Oracle Scratchpad

November 11, 2008

first_rows_n

Filed under: CBO, Execution plans, Hints, Performance, Tuning — Jonathan Lewis @ 1:05 pm UTC Nov 11,2008

When it comes to setting the optimizer_mode parameter you often hear people say that first_rows_N (for one of the legal values of N) should be used for OLTP systems and all_rows should be used for decision support and data warehouse systems.

There is an element of truth in the statement – but it’s really a hangover from the early days of CBO, and remembrance of  the old first_rows optimizer mode (** See footnote).

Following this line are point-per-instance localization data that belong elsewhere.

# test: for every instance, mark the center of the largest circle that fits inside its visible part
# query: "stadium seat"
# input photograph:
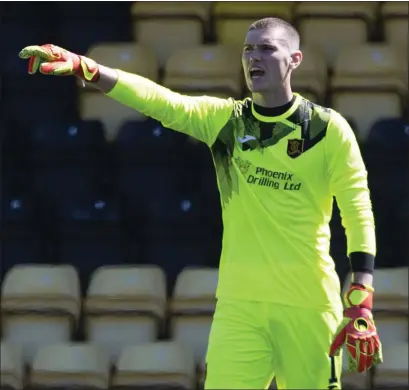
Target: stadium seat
(12, 367)
(395, 22)
(89, 233)
(152, 173)
(192, 307)
(393, 372)
(391, 329)
(166, 365)
(78, 28)
(125, 305)
(70, 365)
(65, 158)
(331, 27)
(387, 162)
(23, 236)
(97, 106)
(208, 68)
(40, 304)
(26, 99)
(310, 79)
(233, 19)
(166, 27)
(390, 290)
(127, 56)
(370, 88)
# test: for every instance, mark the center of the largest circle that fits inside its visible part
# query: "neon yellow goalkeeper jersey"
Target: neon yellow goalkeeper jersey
(277, 177)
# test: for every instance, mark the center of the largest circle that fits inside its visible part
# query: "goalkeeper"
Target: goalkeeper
(280, 159)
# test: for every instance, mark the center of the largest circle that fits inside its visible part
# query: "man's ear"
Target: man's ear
(296, 59)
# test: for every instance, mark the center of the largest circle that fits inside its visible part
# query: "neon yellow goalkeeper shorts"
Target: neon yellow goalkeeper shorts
(251, 343)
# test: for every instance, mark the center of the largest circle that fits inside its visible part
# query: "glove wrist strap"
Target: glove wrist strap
(359, 296)
(88, 70)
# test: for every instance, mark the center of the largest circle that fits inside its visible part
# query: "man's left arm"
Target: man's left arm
(348, 181)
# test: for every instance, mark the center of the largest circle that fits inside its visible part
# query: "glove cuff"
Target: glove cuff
(359, 295)
(88, 70)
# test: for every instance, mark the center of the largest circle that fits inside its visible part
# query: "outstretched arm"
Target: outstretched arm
(348, 180)
(200, 117)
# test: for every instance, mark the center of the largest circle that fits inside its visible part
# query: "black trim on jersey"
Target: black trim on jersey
(362, 262)
(314, 121)
(274, 111)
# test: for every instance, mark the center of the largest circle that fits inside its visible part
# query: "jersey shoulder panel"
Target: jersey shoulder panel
(314, 121)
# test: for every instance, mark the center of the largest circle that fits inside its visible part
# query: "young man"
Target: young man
(280, 159)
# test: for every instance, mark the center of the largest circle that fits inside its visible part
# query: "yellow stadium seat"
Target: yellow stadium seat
(73, 365)
(332, 26)
(97, 106)
(396, 23)
(192, 307)
(124, 305)
(310, 78)
(370, 87)
(233, 19)
(40, 305)
(206, 68)
(393, 372)
(12, 367)
(167, 26)
(159, 364)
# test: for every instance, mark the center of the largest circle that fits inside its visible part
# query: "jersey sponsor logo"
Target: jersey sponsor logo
(295, 147)
(246, 138)
(266, 178)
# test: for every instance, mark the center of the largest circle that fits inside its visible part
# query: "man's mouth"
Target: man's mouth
(256, 72)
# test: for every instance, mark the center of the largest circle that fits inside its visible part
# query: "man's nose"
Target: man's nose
(254, 58)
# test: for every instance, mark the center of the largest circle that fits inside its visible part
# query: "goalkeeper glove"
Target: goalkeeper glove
(357, 330)
(53, 60)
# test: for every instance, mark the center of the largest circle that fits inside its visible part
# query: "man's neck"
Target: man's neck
(273, 99)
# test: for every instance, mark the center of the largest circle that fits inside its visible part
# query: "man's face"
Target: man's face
(266, 59)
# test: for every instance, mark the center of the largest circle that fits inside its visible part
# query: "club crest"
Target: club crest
(295, 147)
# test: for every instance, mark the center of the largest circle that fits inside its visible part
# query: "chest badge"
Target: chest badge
(295, 147)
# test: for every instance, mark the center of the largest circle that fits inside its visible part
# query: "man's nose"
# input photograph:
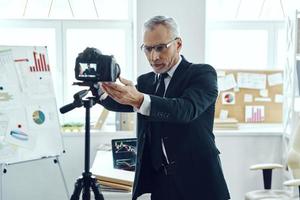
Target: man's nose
(154, 55)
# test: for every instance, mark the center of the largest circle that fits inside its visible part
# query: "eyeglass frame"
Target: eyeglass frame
(155, 47)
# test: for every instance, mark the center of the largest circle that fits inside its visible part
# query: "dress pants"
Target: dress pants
(165, 187)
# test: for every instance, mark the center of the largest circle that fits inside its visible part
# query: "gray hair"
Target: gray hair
(168, 22)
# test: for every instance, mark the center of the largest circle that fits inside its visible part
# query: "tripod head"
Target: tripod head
(87, 181)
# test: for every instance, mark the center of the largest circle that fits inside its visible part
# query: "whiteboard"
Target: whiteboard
(29, 125)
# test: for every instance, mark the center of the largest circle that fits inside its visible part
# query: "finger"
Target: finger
(125, 81)
(111, 91)
(116, 87)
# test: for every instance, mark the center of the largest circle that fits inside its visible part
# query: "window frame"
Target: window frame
(272, 28)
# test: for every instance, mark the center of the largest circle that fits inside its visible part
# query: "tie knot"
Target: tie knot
(163, 76)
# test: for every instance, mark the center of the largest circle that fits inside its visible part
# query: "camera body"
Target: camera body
(92, 66)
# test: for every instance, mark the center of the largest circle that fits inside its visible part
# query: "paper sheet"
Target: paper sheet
(223, 114)
(228, 98)
(275, 79)
(251, 80)
(263, 93)
(254, 114)
(278, 98)
(226, 83)
(248, 98)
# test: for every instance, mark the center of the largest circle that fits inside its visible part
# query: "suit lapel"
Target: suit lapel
(178, 74)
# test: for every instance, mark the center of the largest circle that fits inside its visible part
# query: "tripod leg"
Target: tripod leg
(96, 189)
(56, 161)
(77, 189)
(86, 193)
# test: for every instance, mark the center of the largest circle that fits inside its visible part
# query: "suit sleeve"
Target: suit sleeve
(200, 93)
(112, 105)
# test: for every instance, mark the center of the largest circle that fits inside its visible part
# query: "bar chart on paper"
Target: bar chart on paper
(254, 114)
(40, 64)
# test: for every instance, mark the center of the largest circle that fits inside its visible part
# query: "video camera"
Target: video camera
(92, 67)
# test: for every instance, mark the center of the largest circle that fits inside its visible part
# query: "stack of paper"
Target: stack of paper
(111, 179)
(229, 123)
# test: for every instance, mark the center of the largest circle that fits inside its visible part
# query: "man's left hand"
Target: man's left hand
(124, 94)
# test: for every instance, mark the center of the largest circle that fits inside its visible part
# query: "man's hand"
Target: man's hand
(124, 94)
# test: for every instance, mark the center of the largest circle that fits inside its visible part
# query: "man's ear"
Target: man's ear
(179, 44)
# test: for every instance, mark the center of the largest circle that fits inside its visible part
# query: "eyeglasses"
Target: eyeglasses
(157, 48)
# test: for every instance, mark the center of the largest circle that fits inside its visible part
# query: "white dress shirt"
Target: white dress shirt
(146, 105)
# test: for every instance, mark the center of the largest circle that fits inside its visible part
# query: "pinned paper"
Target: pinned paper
(236, 89)
(223, 114)
(248, 98)
(278, 98)
(254, 114)
(226, 83)
(228, 98)
(262, 99)
(275, 79)
(251, 80)
(263, 93)
(221, 73)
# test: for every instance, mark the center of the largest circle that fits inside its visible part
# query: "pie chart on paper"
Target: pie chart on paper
(38, 117)
(228, 98)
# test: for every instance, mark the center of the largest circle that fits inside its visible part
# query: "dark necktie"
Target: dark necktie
(161, 85)
(156, 146)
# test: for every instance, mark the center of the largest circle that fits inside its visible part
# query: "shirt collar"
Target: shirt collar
(172, 70)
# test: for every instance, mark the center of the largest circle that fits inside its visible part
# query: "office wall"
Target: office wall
(190, 16)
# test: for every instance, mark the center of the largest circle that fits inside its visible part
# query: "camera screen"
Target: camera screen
(87, 70)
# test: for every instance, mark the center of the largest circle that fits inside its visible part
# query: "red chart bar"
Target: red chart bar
(42, 63)
(35, 61)
(21, 60)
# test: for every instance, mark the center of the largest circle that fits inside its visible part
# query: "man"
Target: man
(177, 158)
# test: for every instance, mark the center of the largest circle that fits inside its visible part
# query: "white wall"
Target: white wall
(190, 16)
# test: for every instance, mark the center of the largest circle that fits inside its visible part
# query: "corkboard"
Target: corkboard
(273, 110)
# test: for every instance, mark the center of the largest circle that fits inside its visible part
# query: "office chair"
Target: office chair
(293, 162)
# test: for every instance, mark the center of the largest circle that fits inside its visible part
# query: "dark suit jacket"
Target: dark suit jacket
(186, 115)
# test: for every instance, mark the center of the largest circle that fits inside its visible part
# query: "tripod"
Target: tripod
(86, 181)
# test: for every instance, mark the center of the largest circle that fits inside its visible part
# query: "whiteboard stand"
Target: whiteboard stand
(3, 171)
(56, 161)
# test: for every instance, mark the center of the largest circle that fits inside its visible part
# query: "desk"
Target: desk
(241, 148)
(249, 145)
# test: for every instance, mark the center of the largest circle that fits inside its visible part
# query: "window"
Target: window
(248, 45)
(245, 34)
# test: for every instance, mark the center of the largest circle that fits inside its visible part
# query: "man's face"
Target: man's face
(161, 49)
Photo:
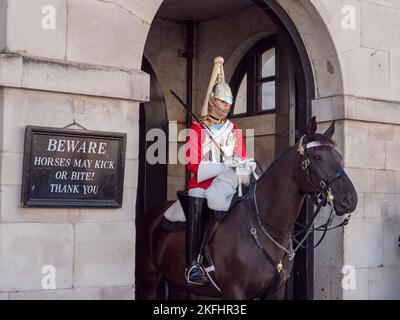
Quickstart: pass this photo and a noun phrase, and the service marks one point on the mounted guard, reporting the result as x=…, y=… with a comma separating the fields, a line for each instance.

Prior to the introduction of parameters like optimizer_index_cost_adj (Oracle 8), and system statistics (Oracle 9 – but optional until 10g), the cost based optimizer often seemed too keen to use execution plans that involved tablescans and hash joins – which could be most unsuitable in an OLTP system.

This problem appeared because the optimizer did not attempt to distinguish between the potential performance of a “db file sequential read” (single block read) compared to a “db file scattered read” (multiblock read).  Setting the optimizer_mode to first_rows introduced some simple rules that (to a large extent) stopped the optimizer from using tablescans unless there were no alternatives.

In 9i, however, first_rows_N optimisation is geared towards using arithmetic to make decisions about avoiding tablescans. You can see the results of this in some of the odd numbers that appear in execution plans as the optimizer works out whether, for example, it is better to use an index to pick up 10 rows from a table, or whether running 2.3% of a tablescan (which would probably get the first 10 rows) is the cheaper option.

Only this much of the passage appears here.